L’union des Artistes Modernes, appelée communément L’UAM, est un mouvement initié en 1929 par des artistes décorateurs et architectes avant-gardistes de l’époque. Ce mouvement est resté ancré dans l’histoire de l’architecture et du design car il permit à toute une génération de créateurs d’émerger et d’insuffler de nouvelles idées théoriques et pratiques.
Bien souvent, des mouvements/courants artistiques s’érigent en réaction à des pratiques antérieures, ce qui est le cas de l’UAM et nous en expliquerons les raisons. Populaire dans les années 1930, l’influence de l’UAM va progressivement décroître dans les années d’après-guerre, avec le décès de son premier président et figure éminente de l’architecture française des années 20 et 30 : Robert Mallet-Stevens (1886-1945).
L’exposition Internationale des Arts Décoratifs et Industriels Modernes se tient à Paris d'avril à octobre 1925. C’est un événement qui marque son époque, des milliers de visiteurs vont se presser chaque jour pour découvrir durant 6 mois l’architecture des différents pavillons internationaux et celle des régions françaises, ainsi que les toutes dernières tendances du mobilier. La manifestation voit la consécration du style architecturale Art déco, lancé avant la Première Guerre Mondiale en réaction aux lignes courbes et ornementations chargées, directement inspirées des formes organiques (arbres, fleurs, insectes, animaux) du style Art nouveau.
Le style Art déco tranche avec son prédécesseur l’Art nouveau, et censure la fantaisie. Il revient à une certaine rigueur classique, recherche la symétrie dans les espaces, emploie avec parcimonie la pierre de taille, accorde au décor une importance, mais toujours avec sobriété.

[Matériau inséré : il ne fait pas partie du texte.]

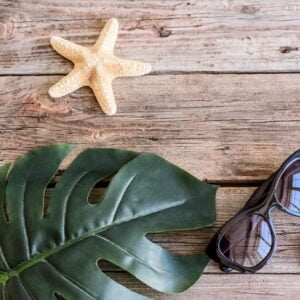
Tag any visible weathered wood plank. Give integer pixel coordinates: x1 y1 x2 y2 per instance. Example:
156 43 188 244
107 273 300 300
95 188 300 300
0 74 300 181
0 0 300 74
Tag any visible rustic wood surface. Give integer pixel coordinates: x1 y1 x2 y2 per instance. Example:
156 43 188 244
0 0 300 300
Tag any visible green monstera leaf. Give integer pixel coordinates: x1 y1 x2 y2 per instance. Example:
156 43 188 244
0 145 216 300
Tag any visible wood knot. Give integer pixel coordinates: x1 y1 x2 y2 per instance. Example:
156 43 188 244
279 46 299 54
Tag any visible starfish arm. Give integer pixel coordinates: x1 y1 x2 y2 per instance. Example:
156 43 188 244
48 68 86 98
93 18 119 52
112 58 151 77
50 36 86 62
90 71 117 115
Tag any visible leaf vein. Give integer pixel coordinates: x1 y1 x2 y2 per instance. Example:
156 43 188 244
62 172 88 241
110 173 138 223
44 259 98 299
18 276 38 300
0 245 10 270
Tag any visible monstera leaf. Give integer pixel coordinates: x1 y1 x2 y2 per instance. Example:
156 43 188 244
0 145 216 300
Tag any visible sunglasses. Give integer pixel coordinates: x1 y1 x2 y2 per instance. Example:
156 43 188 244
206 150 300 273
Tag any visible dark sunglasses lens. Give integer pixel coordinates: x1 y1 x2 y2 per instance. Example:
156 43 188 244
219 214 273 267
276 160 300 215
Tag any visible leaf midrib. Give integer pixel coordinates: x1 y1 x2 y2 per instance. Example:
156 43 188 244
0 199 187 284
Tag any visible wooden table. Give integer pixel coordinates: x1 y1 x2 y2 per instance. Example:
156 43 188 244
0 0 300 300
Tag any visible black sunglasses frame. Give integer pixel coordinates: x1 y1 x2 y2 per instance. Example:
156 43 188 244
206 150 300 273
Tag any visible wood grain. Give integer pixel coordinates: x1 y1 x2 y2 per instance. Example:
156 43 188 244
0 74 300 183
0 0 300 74
107 273 300 300
89 187 300 275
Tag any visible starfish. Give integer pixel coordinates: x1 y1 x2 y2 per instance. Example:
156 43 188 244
49 19 151 115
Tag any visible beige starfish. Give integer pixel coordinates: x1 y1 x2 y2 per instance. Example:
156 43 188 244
49 19 151 115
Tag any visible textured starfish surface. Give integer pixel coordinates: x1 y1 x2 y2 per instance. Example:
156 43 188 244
49 19 151 115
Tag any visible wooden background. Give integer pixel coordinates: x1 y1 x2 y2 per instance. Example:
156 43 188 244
0 0 300 300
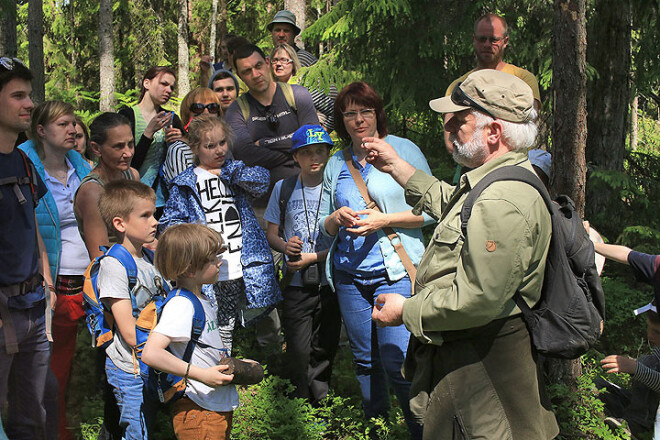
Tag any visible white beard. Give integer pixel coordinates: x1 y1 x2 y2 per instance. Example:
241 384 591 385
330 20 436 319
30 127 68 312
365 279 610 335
449 127 488 168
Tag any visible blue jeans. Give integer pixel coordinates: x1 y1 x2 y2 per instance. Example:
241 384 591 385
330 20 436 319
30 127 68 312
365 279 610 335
333 271 422 439
0 301 50 440
105 357 156 440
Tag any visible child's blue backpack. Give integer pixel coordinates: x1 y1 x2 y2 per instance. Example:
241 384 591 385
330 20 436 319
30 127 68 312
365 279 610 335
135 288 206 403
83 244 159 349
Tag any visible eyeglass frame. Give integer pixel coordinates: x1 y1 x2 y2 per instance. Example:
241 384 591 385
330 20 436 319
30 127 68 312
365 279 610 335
451 83 497 119
341 108 376 121
270 58 293 66
189 102 220 116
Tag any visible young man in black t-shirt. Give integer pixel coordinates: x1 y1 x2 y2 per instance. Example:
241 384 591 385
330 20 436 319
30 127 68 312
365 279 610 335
0 57 54 439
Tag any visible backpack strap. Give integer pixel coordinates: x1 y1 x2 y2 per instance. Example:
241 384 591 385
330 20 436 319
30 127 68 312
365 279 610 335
236 93 250 123
167 288 206 362
461 165 553 236
104 243 140 318
277 82 298 115
461 165 554 321
278 174 299 239
342 148 417 288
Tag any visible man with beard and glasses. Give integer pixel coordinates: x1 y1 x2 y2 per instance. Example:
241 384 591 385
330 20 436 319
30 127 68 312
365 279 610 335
364 69 559 440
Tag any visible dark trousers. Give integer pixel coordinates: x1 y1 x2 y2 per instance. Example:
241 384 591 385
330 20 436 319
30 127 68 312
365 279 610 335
282 286 341 403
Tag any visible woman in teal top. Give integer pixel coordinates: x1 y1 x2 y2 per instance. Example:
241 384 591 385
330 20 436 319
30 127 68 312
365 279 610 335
319 82 432 439
119 66 183 213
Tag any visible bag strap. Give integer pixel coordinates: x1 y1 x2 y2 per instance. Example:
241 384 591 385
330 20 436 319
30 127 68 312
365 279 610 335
461 165 553 321
342 147 417 291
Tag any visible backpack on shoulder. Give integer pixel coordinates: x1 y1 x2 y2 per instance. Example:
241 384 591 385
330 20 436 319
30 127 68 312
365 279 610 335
236 82 298 122
461 166 605 359
135 289 206 403
83 244 162 349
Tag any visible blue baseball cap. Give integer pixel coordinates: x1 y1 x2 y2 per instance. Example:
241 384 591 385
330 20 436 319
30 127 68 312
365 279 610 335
291 125 334 153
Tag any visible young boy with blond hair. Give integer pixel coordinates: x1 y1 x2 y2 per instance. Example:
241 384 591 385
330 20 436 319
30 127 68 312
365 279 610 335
98 180 161 440
142 224 238 440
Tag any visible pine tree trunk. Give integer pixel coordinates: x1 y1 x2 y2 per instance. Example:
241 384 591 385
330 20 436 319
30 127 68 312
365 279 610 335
545 0 587 390
177 0 190 98
586 0 632 223
0 0 18 57
28 0 46 105
209 0 218 63
284 0 307 48
99 0 115 112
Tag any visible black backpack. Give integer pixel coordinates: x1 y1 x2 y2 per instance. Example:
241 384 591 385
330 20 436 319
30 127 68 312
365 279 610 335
461 166 605 359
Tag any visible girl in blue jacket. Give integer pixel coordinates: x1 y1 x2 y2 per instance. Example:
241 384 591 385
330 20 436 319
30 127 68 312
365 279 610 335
159 115 282 350
19 101 91 439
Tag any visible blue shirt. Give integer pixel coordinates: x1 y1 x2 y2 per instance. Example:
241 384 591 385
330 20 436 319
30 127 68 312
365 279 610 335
332 147 386 276
0 149 48 308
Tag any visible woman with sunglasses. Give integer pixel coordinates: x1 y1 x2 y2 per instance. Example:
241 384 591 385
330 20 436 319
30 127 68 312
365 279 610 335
163 87 222 185
270 43 337 133
119 66 183 216
319 82 433 439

Face au succès de l’Art déco, l’avant-garde internationale a du mal à exister. Elle se signale à travers le pavillon russe dessiné par Constantin Melnikov, le Pavillon de l'Esprit nouveau porté par le très audacieux Le Corbusier, et enfin le Pavillon du tourisme de Robert Mallet-Stevens avec son emblématique campanile qui pousse l’Art déco vers encore plus de géométrie.
Si l’événement marque le triomphe du style architectural Art déco avec en vedette le décorateur Jacques-Emile Ruhlmann (1879-1933), l’avant-garde architecturale pointe déjà, un peu, le bout de son nez. La France, parce qu’elle est un pays attaché à l’ébénisterie et aux matériaux haut de gamme, n’est pas encore réceptive au modernisme prêché à l’Ecole du Bauhaus, dans le mouvement hollandais De Stijl, ou encore dans le constructivisme des pays de l’Est.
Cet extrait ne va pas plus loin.